Je n’ai aucune idée du temps que je passai étendu ainsi. J’avais essuyé la lame du petit poignard – encore aujourd’hui mon poignard –, et l’avais caché comme il l’avait fait. Je me figurai de manière quasi hallucinatoire un moi composé de douzaines d’images superposées fendant la paroi et s’évanouissant dans la nuit : Sévérian, Thècle et des milliers d’autres en train de s’échapper. Ce fantasme était tellement réaliste, que je croyais par moments qu’il était la réalité ; mais régulièrement, alors que j’aurais dû être en train de courir entre les arbres en évitant les dormeurs exténués de l’armée des Asciens, je me retrouvais sous la tente familière, le corps de l’ancien Autarque recouvert à côté de moi.

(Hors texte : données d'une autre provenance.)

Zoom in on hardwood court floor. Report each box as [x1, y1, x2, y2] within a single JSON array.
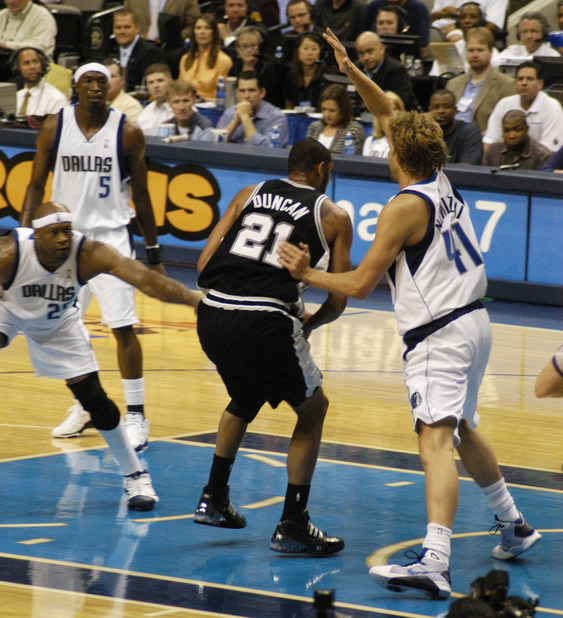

Des mains prirent les miennes. Je crus que les officiers étaient revenus avec leurs fouets et j’essayai de voir et de me lever pour éviter les coups. Mais une centaine de souvenirs sans liens firent irruption en moi, comme des tableaux que le propriétaire d’une galerie de quatre sous ferait défiler rapidement sous nos yeux : une course à pied, les gigantesques tuyaux d’un orgue, une figure géométrique aux angles numérotés, une femme conduisant une voiture à cheval.
Une voix dit : « Allez-vous bien ? Qu’est-ce qui vous est arrivé ? » Je sentis de la bave couler de mes lèvres, mais aucun mot ne suivit.
30
Les Corridors du Temps
Je reçus au visage un coup qui me laissa une impression de picotement.
« Qu’est-ce qui s’est passé ? Il est mort. Êtes-vous drogué ?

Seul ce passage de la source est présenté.